RED='\033[0;31m'                #Setup red color to be used in echo statements



subdomain_file=$1

hostname=$2



# Exit unless the file of subdomains exists.

[[ -e "$subdomain_file" ]] || exit



# For each subdomain in the file, try to resolve $sub.$hostname.

# If it's successful, grep will match all IPv4 addresses and send them to the scanning loop.

while read -r sub; do

    while read -r resolved_host; do

        if [[ "$resolved_host" = *"has address"* ]]; then

            domain="${resolved_host%% *}"

            ip="${resolved_host##* }"



            echo -e "${GREEN}Domain: $domain"

            echo -e "IP:    $ip$NC"



            # Send stderr (the banner info, etc.) to /dev/null. It will still print open ports.

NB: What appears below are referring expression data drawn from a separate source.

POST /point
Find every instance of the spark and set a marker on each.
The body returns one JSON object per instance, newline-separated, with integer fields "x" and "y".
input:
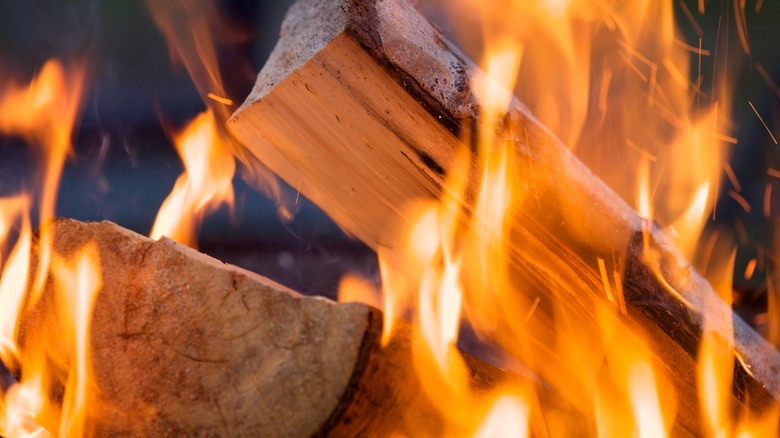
{"x": 619, "y": 290}
{"x": 739, "y": 17}
{"x": 220, "y": 99}
{"x": 722, "y": 137}
{"x": 762, "y": 121}
{"x": 740, "y": 200}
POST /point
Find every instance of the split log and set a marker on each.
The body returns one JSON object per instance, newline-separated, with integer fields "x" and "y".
{"x": 183, "y": 344}
{"x": 363, "y": 105}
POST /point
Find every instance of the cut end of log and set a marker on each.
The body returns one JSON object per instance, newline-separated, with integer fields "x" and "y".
{"x": 184, "y": 344}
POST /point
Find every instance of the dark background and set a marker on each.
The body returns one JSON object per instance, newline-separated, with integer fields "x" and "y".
{"x": 124, "y": 165}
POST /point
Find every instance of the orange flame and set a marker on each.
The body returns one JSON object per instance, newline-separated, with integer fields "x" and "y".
{"x": 206, "y": 183}
{"x": 612, "y": 80}
{"x": 193, "y": 30}
{"x": 44, "y": 113}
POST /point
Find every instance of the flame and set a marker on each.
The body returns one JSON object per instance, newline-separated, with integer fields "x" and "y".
{"x": 44, "y": 113}
{"x": 194, "y": 31}
{"x": 612, "y": 80}
{"x": 507, "y": 418}
{"x": 206, "y": 183}
{"x": 79, "y": 282}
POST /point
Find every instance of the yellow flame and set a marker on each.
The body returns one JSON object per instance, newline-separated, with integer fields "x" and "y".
{"x": 611, "y": 79}
{"x": 44, "y": 113}
{"x": 508, "y": 418}
{"x": 193, "y": 31}
{"x": 206, "y": 183}
{"x": 79, "y": 282}
{"x": 645, "y": 403}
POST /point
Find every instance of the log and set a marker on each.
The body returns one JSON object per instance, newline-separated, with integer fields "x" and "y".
{"x": 364, "y": 105}
{"x": 185, "y": 345}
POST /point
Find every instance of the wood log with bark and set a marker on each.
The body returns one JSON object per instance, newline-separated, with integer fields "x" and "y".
{"x": 364, "y": 106}
{"x": 185, "y": 345}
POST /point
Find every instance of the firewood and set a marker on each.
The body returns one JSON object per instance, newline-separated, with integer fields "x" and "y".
{"x": 364, "y": 105}
{"x": 183, "y": 344}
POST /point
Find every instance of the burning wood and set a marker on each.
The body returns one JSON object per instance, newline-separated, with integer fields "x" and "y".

            sudo masscan "$ip" -p0-65535 --rate 10000 2>/dev/null | cut -d' ' -f4

        fi

    done <<< "$(host "$sub.$hostname")"

done < <(cat "$subdomain_file")

Thank you both. I found both your posts very helpful. Individual - your post was exactly what I was looking for.

Thanks again,
Scrag

Quote:

Originally Posted by Scrag (Post 6013789)

Thank you both. I found both your posts very helpful. Individual - your post was exactly what I was looking for.

Thanks again,
Scrag

Glad it worked for you. Ignore the grep comment; I was originally using grep to check for IPv4 addresses but realized host prints out "has address" for hosts with IPv4 addresses.